Self-assembled monolayer-modified ITO for efficient organic light-emitting diodes: The impact of different self-assemble monolayers on interfacial and electroluminescent properties

Abstract

Abstract Assembling monolayers between ITO electrode and the overlying organic layers is an important way to obtain high-performance organic light-emitting diodes (OLEDs). Herein, self-assembling monolayers (SAMs) based on pentafluorobenzylphosphonic acid (F5BPA) and heneicosafluorododecylphosphonic acid (HF21DPA) were formed on ITO surfaces.

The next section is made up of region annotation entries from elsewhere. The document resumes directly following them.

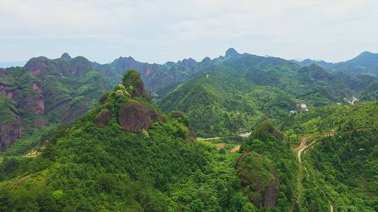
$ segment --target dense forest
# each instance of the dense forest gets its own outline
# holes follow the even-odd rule
[[[374,75],[230,49],[150,66],[181,70],[162,88],[124,60],[2,73],[0,123],[25,132],[0,153],[0,211],[378,210]]]

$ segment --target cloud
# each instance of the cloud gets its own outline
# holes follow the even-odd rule
[[[63,52],[163,63],[240,52],[336,61],[378,52],[378,2],[2,0],[0,61]]]

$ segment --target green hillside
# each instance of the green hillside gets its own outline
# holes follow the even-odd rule
[[[248,132],[261,118],[281,127],[290,111],[346,103],[353,96],[374,98],[376,78],[332,73],[311,65],[300,68],[278,58],[248,54],[220,58],[193,79],[161,90],[164,111],[188,114],[200,136]]]
[[[286,130],[314,147],[302,156],[300,211],[377,211],[378,103],[332,105],[298,114]],[[295,144],[296,145],[296,144]]]

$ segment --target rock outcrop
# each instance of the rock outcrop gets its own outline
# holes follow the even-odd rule
[[[274,206],[279,194],[279,176],[265,156],[246,151],[236,165],[241,187],[251,202],[259,208]]]
[[[145,103],[130,100],[119,112],[118,123],[127,132],[141,132],[148,130],[151,123],[159,120],[159,114]]]
[[[20,120],[0,123],[0,151],[10,146],[12,143],[22,135],[22,130]]]
[[[135,70],[129,70],[123,76],[122,84],[127,89],[132,97],[147,96],[141,74]]]
[[[62,59],[66,61],[69,61],[72,58],[71,57],[71,56],[69,56],[69,54],[67,52],[64,52],[63,53],[63,54],[62,54],[62,56],[60,56],[60,59]]]
[[[111,118],[111,112],[107,109],[104,109],[94,118],[94,123],[100,127],[104,128],[108,124]]]

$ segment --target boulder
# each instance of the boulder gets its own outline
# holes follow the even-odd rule
[[[107,109],[104,109],[94,118],[94,123],[100,127],[104,128],[108,124],[111,117],[111,112]]]
[[[128,100],[118,114],[118,123],[127,132],[148,130],[151,123],[159,119],[159,114],[153,107],[134,100]]]
[[[10,146],[12,143],[22,135],[19,120],[0,123],[0,151]]]
[[[129,70],[123,75],[122,84],[126,87],[132,97],[147,95],[141,78],[141,74],[135,70]]]
[[[246,151],[236,165],[241,188],[251,202],[259,208],[274,206],[279,194],[279,179],[272,162],[262,155]]]

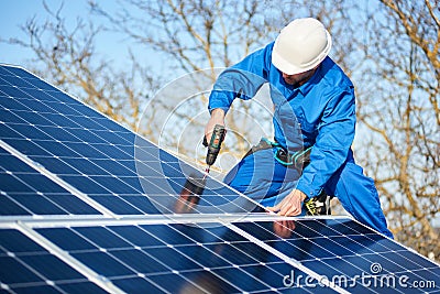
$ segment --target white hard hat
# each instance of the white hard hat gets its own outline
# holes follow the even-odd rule
[[[320,21],[297,19],[275,40],[272,63],[284,74],[296,75],[319,65],[330,48],[331,36]]]

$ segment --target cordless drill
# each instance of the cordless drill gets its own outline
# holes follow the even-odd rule
[[[226,133],[227,133],[227,130],[224,129],[223,126],[216,124],[216,127],[213,127],[212,137],[211,137],[209,144],[208,144],[208,140],[206,139],[206,137],[204,138],[204,146],[208,148],[207,157],[206,157],[206,163],[208,164],[208,167],[206,170],[207,173],[209,173],[211,165],[217,160],[217,155],[219,155],[221,143],[224,140]]]

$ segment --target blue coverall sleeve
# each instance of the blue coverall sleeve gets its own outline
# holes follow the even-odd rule
[[[235,97],[251,99],[267,81],[273,43],[248,55],[218,77],[209,96],[209,111],[221,108],[228,112]]]
[[[355,130],[355,101],[352,87],[332,97],[326,107],[310,164],[304,168],[297,189],[308,197],[319,195],[327,181],[345,162]]]

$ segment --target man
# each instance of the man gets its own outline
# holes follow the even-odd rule
[[[393,238],[374,182],[353,159],[354,89],[328,56],[330,48],[331,36],[318,20],[290,22],[275,42],[220,75],[209,98],[206,137],[209,141],[215,124],[224,126],[235,97],[250,99],[268,83],[275,143],[245,156],[226,183],[283,216],[300,215],[302,203],[323,190],[355,219]],[[304,150],[311,150],[310,163],[304,171],[292,168]]]

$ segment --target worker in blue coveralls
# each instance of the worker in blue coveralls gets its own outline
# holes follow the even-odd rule
[[[322,23],[297,19],[275,42],[226,69],[209,97],[205,130],[224,126],[234,98],[251,99],[268,83],[274,104],[274,142],[243,157],[226,176],[232,188],[282,216],[304,215],[302,204],[322,192],[338,197],[360,222],[393,238],[377,189],[353,159],[355,97],[349,77],[328,56],[332,40]],[[310,151],[310,163],[293,167]]]

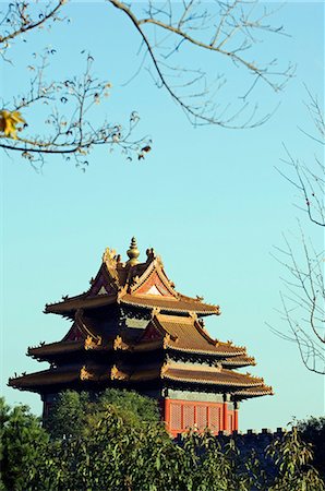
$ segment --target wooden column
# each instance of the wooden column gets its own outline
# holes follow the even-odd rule
[[[228,431],[228,403],[227,403],[227,394],[224,394],[224,404],[222,404],[222,431]]]
[[[164,399],[164,421],[166,426],[166,431],[170,432],[170,399],[165,397]]]
[[[238,412],[239,412],[239,403],[233,403],[233,430],[238,431]]]

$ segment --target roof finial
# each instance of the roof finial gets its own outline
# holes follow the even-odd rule
[[[134,266],[139,263],[137,258],[140,255],[140,250],[137,249],[135,237],[132,237],[130,249],[127,251],[127,254],[130,258],[127,264],[130,264],[130,266]]]

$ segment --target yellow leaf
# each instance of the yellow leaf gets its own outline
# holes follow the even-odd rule
[[[20,111],[8,111],[2,109],[0,111],[0,132],[4,133],[4,136],[16,140],[17,128],[20,123],[24,123]]]

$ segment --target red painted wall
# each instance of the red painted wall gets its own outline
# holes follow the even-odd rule
[[[233,410],[228,409],[226,403],[165,399],[161,409],[166,429],[172,436],[189,428],[198,431],[209,428],[213,433],[220,430],[232,432],[238,429],[238,418],[234,417]]]

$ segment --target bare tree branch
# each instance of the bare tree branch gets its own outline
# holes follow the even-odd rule
[[[308,91],[308,89],[306,89]],[[306,105],[316,135],[303,133],[324,146],[324,113],[316,97],[308,91]],[[286,147],[285,147],[286,148]],[[277,169],[298,191],[298,208],[306,213],[309,220],[322,230],[325,226],[324,183],[325,168],[322,157],[314,156],[309,164],[293,159],[286,148],[284,160],[292,173]],[[289,334],[273,331],[287,340],[298,344],[304,366],[312,372],[325,374],[325,286],[324,250],[316,252],[313,243],[305,238],[303,226],[299,224],[298,243],[294,249],[285,237],[285,248],[276,248],[275,258],[287,271],[282,278],[281,319],[289,326]]]
[[[229,112],[229,105],[226,105],[227,110],[225,107],[220,109],[215,99],[210,98],[210,93],[202,91],[197,85],[198,81],[202,82],[202,76],[197,77],[195,74],[193,74],[193,77],[191,75],[190,77],[184,76],[183,84],[174,86],[170,79],[170,70],[172,72],[178,70],[179,74],[182,75],[189,75],[189,70],[180,68],[179,64],[167,67],[164,60],[179,55],[181,48],[186,49],[186,46],[192,46],[194,49],[208,51],[217,57],[219,56],[220,59],[231,61],[236,67],[242,67],[249,74],[253,75],[253,82],[250,83],[241,97],[244,103],[258,81],[263,81],[273,91],[278,92],[293,76],[294,67],[292,64],[289,64],[282,71],[277,71],[274,69],[276,60],[263,65],[244,57],[244,52],[250,50],[257,41],[253,34],[254,31],[285,34],[281,26],[273,27],[264,23],[274,12],[267,12],[266,9],[263,9],[260,14],[257,13],[253,17],[258,4],[257,1],[216,0],[208,8],[198,0],[183,1],[182,4],[166,2],[159,4],[159,8],[155,2],[148,1],[145,7],[145,16],[142,16],[141,12],[137,13],[136,5],[133,8],[120,0],[108,0],[108,2],[130,19],[149,55],[157,75],[157,85],[162,86],[168,92],[193,124],[217,124],[232,129],[254,128],[267,121],[272,113],[257,119],[256,107],[254,107],[246,119],[236,122],[239,115],[248,109],[248,105],[244,104],[241,109],[234,109],[232,113],[226,116],[226,112]],[[154,27],[154,31],[146,27]],[[157,40],[159,35],[162,37]],[[168,45],[168,40],[170,45]],[[202,74],[202,70],[197,70],[197,74],[200,73]],[[204,73],[205,80],[203,83],[208,85],[206,77],[207,74]],[[220,79],[220,75],[218,77]],[[193,84],[195,85],[193,93],[189,94],[186,89]],[[193,105],[186,101],[186,99],[193,98],[194,95],[200,93],[202,97],[197,104]]]

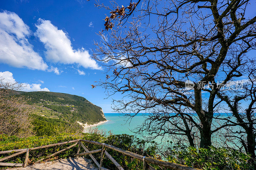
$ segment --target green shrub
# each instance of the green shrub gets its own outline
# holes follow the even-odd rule
[[[209,149],[176,147],[167,159],[204,170],[255,169],[248,163],[250,158],[250,155],[237,151],[212,146]]]
[[[13,149],[30,148],[47,145],[62,142],[83,139],[88,140],[99,142],[112,145],[123,149],[137,154],[150,157],[158,159],[164,160],[163,156],[157,154],[159,148],[157,144],[154,142],[147,142],[143,140],[135,138],[127,134],[111,135],[106,137],[96,133],[83,134],[77,135],[70,134],[62,134],[54,136],[34,136],[27,138],[19,138],[15,136],[8,136],[0,135],[0,151]],[[101,146],[83,142],[84,146],[89,151],[102,148]],[[29,152],[29,162],[35,162],[37,160],[45,158],[47,155],[63,149],[73,143],[51,147],[47,148],[31,151]],[[170,148],[169,148],[170,149]],[[73,147],[57,155],[57,158],[67,158],[74,157],[76,153],[77,146]],[[141,161],[129,156],[106,148],[106,150],[125,169],[143,169]],[[202,169],[204,170],[244,170],[255,169],[248,161],[249,155],[232,149],[224,147],[216,148],[211,147],[209,149],[196,149],[192,147],[181,148],[179,146],[172,147],[168,152],[161,151],[162,152],[168,153],[165,160],[171,162],[180,164]],[[85,152],[82,148],[80,152]],[[12,154],[0,155],[0,159]],[[99,162],[100,153],[93,154]],[[24,161],[25,153],[6,160],[6,162],[22,163]],[[90,158],[89,156],[86,158]],[[151,165],[156,169],[167,169]],[[114,164],[106,156],[104,157],[103,166],[110,169],[117,169]]]

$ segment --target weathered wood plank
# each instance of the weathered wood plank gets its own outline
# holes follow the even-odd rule
[[[104,152],[105,152],[105,147],[104,146],[104,144],[102,145],[102,150],[101,150],[101,155],[100,157],[100,167],[102,166],[103,163],[103,158],[104,157]]]
[[[76,145],[77,145],[78,144],[78,142],[77,142],[75,144],[74,144],[71,145],[71,146],[68,146],[67,148],[66,148],[65,149],[63,149],[62,150],[61,150],[60,151],[58,151],[58,152],[56,152],[54,153],[53,153],[52,155],[49,155],[48,156],[47,156],[46,157],[46,158],[42,158],[42,159],[41,159],[38,160],[37,161],[36,161],[36,163],[39,162],[40,162],[40,161],[42,161],[43,160],[44,160],[45,159],[47,159],[47,158],[50,158],[50,157],[52,157],[52,156],[54,156],[54,155],[56,155],[56,154],[58,154],[58,153],[60,153],[61,152],[63,152],[63,151],[66,151],[66,150],[68,150],[70,148],[72,148],[72,147],[73,147],[74,146],[76,146]]]
[[[0,162],[0,166],[22,166],[23,164],[18,164],[16,163],[6,163],[5,162]]]
[[[58,145],[61,145],[63,144],[69,144],[70,143],[74,143],[78,142],[80,139],[76,139],[75,140],[71,140],[69,141],[67,141],[67,142],[60,142],[57,144],[48,144],[48,145],[45,145],[44,146],[38,146],[38,147],[36,147],[35,148],[29,148],[29,150],[30,151],[32,150],[35,150],[36,149],[39,149],[44,148],[48,148],[51,146],[58,146]],[[27,149],[14,149],[13,150],[10,150],[9,151],[0,151],[0,154],[4,154],[5,153],[11,153],[12,152],[20,152],[24,150],[27,151]]]
[[[78,153],[76,154],[76,156],[83,156],[84,155],[86,155],[89,154],[92,154],[92,153],[98,153],[101,152],[102,149],[97,149],[97,150],[94,150],[94,151],[89,151],[89,152],[84,152],[81,153]]]
[[[103,144],[103,143],[98,142],[90,141],[83,139],[81,139],[80,140],[81,141],[98,145],[102,146]],[[124,154],[125,155],[131,156],[133,158],[136,158],[141,160],[142,160],[143,157],[144,157],[143,156],[138,155],[138,154],[136,154],[129,151],[124,151],[124,150],[110,145],[105,144],[105,146],[107,148],[111,149],[116,151],[117,151],[120,153]],[[163,160],[157,159],[154,159],[148,157],[145,158],[144,160],[148,163],[153,164],[162,166],[166,167],[172,170],[202,170],[190,166],[172,163],[169,162],[164,161]]]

The work function of ITO was elevated from 4.82 eV to 5.20 eV and 5.81 eV by introduction of F5BPA and HF21DPA, respectively, which could facilitate hole transport into the device, and therefore improve charge balance in OLEDs. In addition, the water contact angles of ITO also increased from 46.45° to 87.09° and 110.6°, respectively, which could contribute to better-matched interfacial surface energy, and prevent the interface incompatibility. The surface properties of ITO after modification were also studied by using X-ray photoelectron spectroscopy, atomic force microscope and UV–visible spectra measurements. Besides, compared with the OLEDs using bare ITO anodes, the SAM-modified devices showed improved brightness (29245.49 cd/m2), higher luminous efficiency (6.09 cd/A), and smaller turn-on voltage (2.8 V). This promising approach provides a simple route for the fabrication of highly efficient OLEDs.